Isolation and analyses of genes preferentially expressed during early cotton fiber development by subtractive PCR and cDNA array

Abstract

Cotton fibers are differentiated epidermal cells originating from the outer integuments of the ovule. To identify genes involved in cotton fiber elongation, we performed subtractive PCR using cDNA prepared from 10 days post anthesis (d.p.a.) wild-type cotton fiber as tester and cDNA from a fuzzless-lintless (fl) mutant as driver. We recovered 280 independent cDNA fragments including most of the previously published cotton fiber-related genes. cDNA macroarrays showed that 172 genes were significantly up-regulated in elongating cotton fibers as confirmed by in situ hybridization in representative cases. Twenty-nine cDNAs, including a putative vacuolar (H+)-ATPase catalytic subunit, a kinesin-like calmodulin binding protein, several arabinogalactan proteins and key enzymes involved in long chain fatty acid biosynthesis, accumulated to greater than 50-fold in 10 d.p.a. fiber cells when compared to that in 0 d.p.a. ovules. Various upstream pathways, such as auxin signal transduction, the MAPK pathway and profilin- and expansin-induced cell wall loosening, were also activated during the fast fiber elongation period. This report constitutes the first systematic analysis of genes involved in cotton fiber development. Our results suggest that a concerted mechanism involving multiple cellular pathways is responsible for cotton fiber elongation.

Figure 1

Phenotypes, experimental procedures for and results of PCR-select cDNA subtraction. (A) Seeds of wild-type upland cotton Xuzhou 142 (left) and fl (fuzzless-lintless) mutant (right). (B) Strategy for isolating and identifying cotton fiber development-related genes via PCR-select cDNA subtraction and differential screening. (C) Products of PCR-select cDNA subtraction. M, Φ174/HaeIII digested molecular marker; UD, unsubtracted driver cDNA; UT, unsubtracted tester cDNA; S1, PCR products obtained after one round of subtraction; S2, PCR products obtained after two rounds of subtraction.

Figure 2

Functional classification of genes included in the subtractive cDNA library. Cotton cDNAs were classified by referring to the SRB embryonic EST project (http://www.mcdb.ucla.edu/Research/Goldberg), in which ∼20 000 ESTs representing messages active 6–7 days after fertilization in embryos of scarlet runner bean were identified and were assigned to 15 different functional categories.

Figure 3

Differential screening of the 280 cDNAs by macroarray, using fiber cDNA (left) and fl ovule cDNA (right) as probes.

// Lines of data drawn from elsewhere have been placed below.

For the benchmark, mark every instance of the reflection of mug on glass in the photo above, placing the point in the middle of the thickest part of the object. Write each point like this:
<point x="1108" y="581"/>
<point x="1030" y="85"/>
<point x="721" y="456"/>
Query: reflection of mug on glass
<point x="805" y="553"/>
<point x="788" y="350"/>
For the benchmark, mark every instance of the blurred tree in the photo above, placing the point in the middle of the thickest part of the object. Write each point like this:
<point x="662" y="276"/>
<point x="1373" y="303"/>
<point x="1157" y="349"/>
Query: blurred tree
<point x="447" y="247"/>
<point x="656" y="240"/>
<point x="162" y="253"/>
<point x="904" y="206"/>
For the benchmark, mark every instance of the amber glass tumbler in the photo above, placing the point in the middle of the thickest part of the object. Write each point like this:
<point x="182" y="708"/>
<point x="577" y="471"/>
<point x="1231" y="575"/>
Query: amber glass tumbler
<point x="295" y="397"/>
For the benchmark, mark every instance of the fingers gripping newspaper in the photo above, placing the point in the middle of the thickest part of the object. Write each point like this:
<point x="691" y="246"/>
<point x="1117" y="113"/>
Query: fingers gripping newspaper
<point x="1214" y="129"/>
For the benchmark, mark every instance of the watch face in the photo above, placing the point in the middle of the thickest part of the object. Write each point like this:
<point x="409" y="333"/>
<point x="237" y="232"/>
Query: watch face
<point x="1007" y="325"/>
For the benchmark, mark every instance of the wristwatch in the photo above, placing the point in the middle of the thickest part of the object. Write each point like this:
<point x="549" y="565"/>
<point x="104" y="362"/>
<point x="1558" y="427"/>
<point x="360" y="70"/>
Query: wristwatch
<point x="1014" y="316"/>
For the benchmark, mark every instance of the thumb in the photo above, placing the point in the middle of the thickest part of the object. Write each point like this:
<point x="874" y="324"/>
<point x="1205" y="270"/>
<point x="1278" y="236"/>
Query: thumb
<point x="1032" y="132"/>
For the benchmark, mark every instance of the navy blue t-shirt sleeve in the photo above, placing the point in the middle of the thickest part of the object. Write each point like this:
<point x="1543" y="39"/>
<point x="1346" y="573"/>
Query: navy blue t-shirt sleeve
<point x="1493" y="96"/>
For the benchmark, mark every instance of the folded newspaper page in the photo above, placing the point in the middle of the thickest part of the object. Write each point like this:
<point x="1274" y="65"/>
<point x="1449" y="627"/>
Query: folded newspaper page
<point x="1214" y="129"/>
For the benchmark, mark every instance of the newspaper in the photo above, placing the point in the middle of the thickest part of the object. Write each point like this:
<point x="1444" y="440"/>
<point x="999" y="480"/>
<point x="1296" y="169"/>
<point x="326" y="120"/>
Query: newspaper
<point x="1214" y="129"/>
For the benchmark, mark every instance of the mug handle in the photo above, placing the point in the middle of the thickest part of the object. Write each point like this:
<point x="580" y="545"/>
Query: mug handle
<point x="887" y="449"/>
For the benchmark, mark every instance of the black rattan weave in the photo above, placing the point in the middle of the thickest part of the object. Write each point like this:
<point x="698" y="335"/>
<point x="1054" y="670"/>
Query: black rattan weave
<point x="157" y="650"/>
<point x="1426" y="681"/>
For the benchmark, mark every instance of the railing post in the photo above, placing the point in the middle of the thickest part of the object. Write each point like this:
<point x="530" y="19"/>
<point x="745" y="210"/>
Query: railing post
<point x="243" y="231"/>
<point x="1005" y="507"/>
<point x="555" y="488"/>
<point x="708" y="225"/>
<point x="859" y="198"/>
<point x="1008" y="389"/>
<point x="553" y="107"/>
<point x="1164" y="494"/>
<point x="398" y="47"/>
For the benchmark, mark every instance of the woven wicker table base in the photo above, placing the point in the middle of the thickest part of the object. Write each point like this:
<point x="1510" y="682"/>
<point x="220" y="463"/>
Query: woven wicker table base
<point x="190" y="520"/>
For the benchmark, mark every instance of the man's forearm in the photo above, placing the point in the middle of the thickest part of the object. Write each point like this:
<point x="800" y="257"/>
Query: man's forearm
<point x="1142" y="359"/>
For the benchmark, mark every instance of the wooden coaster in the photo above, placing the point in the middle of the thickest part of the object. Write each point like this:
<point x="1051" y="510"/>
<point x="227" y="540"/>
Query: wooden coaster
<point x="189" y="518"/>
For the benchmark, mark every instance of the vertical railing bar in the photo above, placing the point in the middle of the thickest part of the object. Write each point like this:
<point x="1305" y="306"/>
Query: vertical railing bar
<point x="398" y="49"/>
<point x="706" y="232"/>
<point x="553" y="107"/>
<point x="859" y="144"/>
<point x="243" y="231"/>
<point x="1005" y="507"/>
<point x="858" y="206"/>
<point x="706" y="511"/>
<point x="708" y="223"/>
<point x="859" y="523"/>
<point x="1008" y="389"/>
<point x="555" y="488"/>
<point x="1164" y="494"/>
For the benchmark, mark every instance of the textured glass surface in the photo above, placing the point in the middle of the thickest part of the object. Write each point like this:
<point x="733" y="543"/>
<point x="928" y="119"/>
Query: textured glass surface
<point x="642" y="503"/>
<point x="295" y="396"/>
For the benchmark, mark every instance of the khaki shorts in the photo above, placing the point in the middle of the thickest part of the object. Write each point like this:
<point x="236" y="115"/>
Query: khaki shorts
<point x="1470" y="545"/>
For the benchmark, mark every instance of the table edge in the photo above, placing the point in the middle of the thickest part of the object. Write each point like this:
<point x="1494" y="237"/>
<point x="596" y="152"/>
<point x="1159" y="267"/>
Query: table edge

A cotton ubiquitin (P2D01) gene was used as the positive control. Negative controls include PCR primers (P1D09), ddH₂O (P1B07) and vector DNA (P1D10).

Figure 4

RT–PCR analysis of cotton fiber cDNAs. Total RNA (5 µg) isolated from fl mutant ovules and from fiber cells at different developmental stages was used to synthesize first-strand cDNA for RT–PCR using gene-specific primers. A cotton ubiquitin cDNA was used to normalize the amount of templates added in PCR reactions. M, fl mutant ovule; UF, upland cotton fiber. Days post anthesis (d.p.a., days 0–20) are shown at the top. Capitalized gene names indicate previously reported fiber genes that were not recovered from our subtractive library. These genes did not show significant differences in expression between 10 d.p.a. fiber and fl mutant ovules. KCBP, kinesin-like calmodulin binding protein; VLCFA, very-long chain fatty acid; CAP, adenyl cyclase associated protein; RGP, reversibly glycosylated polypeptide.

Figure 5

Analysis of cotton fiber preferentially expressed genes during early fiber development. Macroarrays were prepared as for Figure 3. ³³P-labeled cDNA probes were prepared from RNA isolated from 0, 5, 10 and 20 d.p.a. cotton fibers.

Figure 6

In situ determination of early fiber-specific expression of three important genes. In situ hybridization: (A–C) a putative MAPK (P3D03); (E–G) a putative ABP (P1F01); (I–K) a profilin (P1E05). (A), (E) and (I) show antisense hybridization to cross-sections of 2 d.p.a. wild-type upland cotton. (B), (F) and (J) show antisense hybridization to 2 d.p.a. fl mutant ovules. (C), (G) and (K) show negative controls of 2 d.p.a. wild-type cotton with the sense strand of each cDNA. (D, H and L) Positive controls of 2 d.p.a. wild-type cotton with the antisense strand of a cotton ubiquitin. Blue signals represent mRNA of the tested genes. f, fiber cells; oi, outer integument; ii, inner integument.